Senin, 15 Juni 2015



“It’s oke wae mang, it’s oke wae. Aku rapopo aku rapopo aku rapopo”. Alarm-ku berbunyi tanda bahwa waktu sudah menunjukkan pukul 04.45. Seperti biasa, sekali bunyi tak akan mampu membangunkanku dari nyenyaknya tidurku. Lima belas menit kemudian, alarm tersebut kembali berbunyi “It’s oke wae mang, it’s oke wae. Aku rapopo aku rapopo aku rapopo”. Alarm yang kedua ini sukses membuat kesadaranku utuh kembali. Aku lihat di sela-sela dinding kamarku yang terbuat dari kayu, cahaya matahari sudah mau mempertunjukkan pesonanya. Akupun cepat-cepat menuju kamar mandi untuk berwudhu dan kamudian melaksanakan dua rakaat kewajibanku. Pagi itu, hawanya cukup dingin. Ingin rasanya aku menarik kembali selimutku untuk berlayar ke pulau kapuk. Namun akhirnya aku memilih opsi lain. Aku membuat kopi panas untuk menangkal hawa dingin yang seakan-akan memeluk tulangku.
Akhir-akhir ini, di daerahku setiap pagi hawanya memang sangat dingin. Sangat kontras dengan siangnya yang sangat panas. Seperti biasa, aku membuat sendiri kopiku. Meskipun banyak kopi sachet yang tergeletak di meja, aku lebih memilih membuat kopi hitam asli, hasil tumbukan biji kopi. Formasi pembuatan kopiku adalah 1+1+1+1, artinya aku menyediakan 1 cangkir, lalu aku tuangkan 1 sendok bubuk kopi, kemudian 1 sendok gula pasir, dan yang terakhir saya tuangkan 1 gerojokan air panas. Entah bagaimana rasanya, tapi aku selalu puas dengan racikan kopiku itu.

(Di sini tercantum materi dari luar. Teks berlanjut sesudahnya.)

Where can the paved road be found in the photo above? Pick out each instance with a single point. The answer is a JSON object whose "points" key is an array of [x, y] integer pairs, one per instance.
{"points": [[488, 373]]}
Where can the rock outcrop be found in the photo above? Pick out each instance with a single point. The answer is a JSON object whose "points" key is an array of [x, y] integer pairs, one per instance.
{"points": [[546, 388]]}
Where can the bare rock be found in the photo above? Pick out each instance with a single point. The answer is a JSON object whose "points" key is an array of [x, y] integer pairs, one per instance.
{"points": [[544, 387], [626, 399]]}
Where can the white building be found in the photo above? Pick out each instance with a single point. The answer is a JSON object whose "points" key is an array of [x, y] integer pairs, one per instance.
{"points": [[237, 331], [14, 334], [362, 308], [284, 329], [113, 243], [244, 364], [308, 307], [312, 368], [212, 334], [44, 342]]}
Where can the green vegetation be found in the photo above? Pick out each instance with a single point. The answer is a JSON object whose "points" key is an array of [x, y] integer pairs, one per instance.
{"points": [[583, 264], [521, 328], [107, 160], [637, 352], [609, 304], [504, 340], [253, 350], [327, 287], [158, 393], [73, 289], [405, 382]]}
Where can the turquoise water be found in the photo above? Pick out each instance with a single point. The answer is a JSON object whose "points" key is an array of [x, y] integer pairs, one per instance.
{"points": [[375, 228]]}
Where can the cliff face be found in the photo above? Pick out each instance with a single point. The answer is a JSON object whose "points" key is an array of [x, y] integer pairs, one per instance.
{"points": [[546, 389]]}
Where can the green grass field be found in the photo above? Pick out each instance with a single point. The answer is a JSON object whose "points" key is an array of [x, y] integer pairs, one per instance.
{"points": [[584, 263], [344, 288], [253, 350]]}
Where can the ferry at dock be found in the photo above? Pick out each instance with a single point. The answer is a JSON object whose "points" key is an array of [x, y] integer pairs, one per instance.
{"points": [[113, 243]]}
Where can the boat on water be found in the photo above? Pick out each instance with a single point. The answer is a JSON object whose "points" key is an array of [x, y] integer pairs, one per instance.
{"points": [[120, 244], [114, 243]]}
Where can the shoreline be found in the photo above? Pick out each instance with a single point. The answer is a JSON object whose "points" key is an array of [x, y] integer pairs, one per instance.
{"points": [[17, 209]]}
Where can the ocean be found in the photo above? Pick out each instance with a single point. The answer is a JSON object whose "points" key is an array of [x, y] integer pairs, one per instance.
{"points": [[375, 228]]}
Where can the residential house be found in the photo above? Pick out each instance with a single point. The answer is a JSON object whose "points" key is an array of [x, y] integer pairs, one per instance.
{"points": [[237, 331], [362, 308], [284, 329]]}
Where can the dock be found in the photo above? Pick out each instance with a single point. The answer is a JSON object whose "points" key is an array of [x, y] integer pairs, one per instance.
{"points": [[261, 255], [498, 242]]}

Aku bawa secangkir kopiku ke depan rumah. Sambil duduk di kursi, aku menanti munculnya mentari. Dengan keadaan rumahku yang berada di samping sawah, membuatku leluasa menikmati sunrise setiap pagi. Aku seruput kopiku yang uapnya masih mengepul, dan aku mencoba mengingat-ingat mimpiku semalam. Namun sial, aku tak berhasil mengingat alur mimpiku. Terkadang aku heran, kenapa kita mudah sekali lupa dengan mimpi indah. Padahal jika mimpi buruk, kita akan mudah sekali mengingatnya. Pada mimpiku itu, yang aku ingat hanyalah tokoh utama yang semalam menghiasi bunga tidurku itu. Betul, dia tidak lain tidak bukan adalah gedis penghuni tetap kerajaan lamunanku. Gadis yang selalu memberiku semangat lewat bayangannya. Sebut saja dia Bunga. Tapi Bunga disini bukanlah korban pemerkosaan seperti yang biasa muncul di TV. Karena justru akulah yang seakan-akan sering diperkosa oleh pesonanya.
Begitulah, mimpi merupakan arena pelampiasanku untuk bisa bertemu dengan Bunga. Satu-satunya tempat yang paling tepat untuk bisa memandang wajahnya sepuas-puasnya, menikmati senyumannya sebosan-bosannya.Namun nyatanya aku memang tak pernah bosan. Mana mungkin aku bosan memandang senyuman semanis itu, seperti aku yang tak pernah bosan merasakan manisnya madu. Tidak mungkin juga aku bosan melihat wajahnya yang begitu damai, seperti aku yang tidak pernah bosan merasakan kedamaian disaat berteduh di bawah pohon yang rindang.
Bunga, tetaplah kamu menjadi gadis sederhana selayaknya bunga melati. Meskipun kecil, tapi wangi. Tak perlulah kamu menjadi bunga Raflesia Arnoldi, yang besardan mempesona namun busuk. Dan aku akan tetap setia menjadi kumbang. Meskipun saat ini aku hanyalah kumbang yang tak pernah berani menghinggapimu, namun aku selalu terbang disekitarmu untuk memastikan kondisimu tak akan pernah layu. Lagi-lagi, hidup adalah sebuah pilihan. Bahkan disaat kita memutuskan untuk tidak memilih, maka sesungguhnya itulah pilihan kita.
Kopi di cangkirku sudah habis. Dan mentari juga sudah bersinar terang, mulai mengusir kabut yang tadi menyelimuti bumi, dan menggusur embun yang tadi berteduh di dedaunan. Dan aku, saatnya untuk kembali menginjak bumi, pulang dari kampung imajinasi.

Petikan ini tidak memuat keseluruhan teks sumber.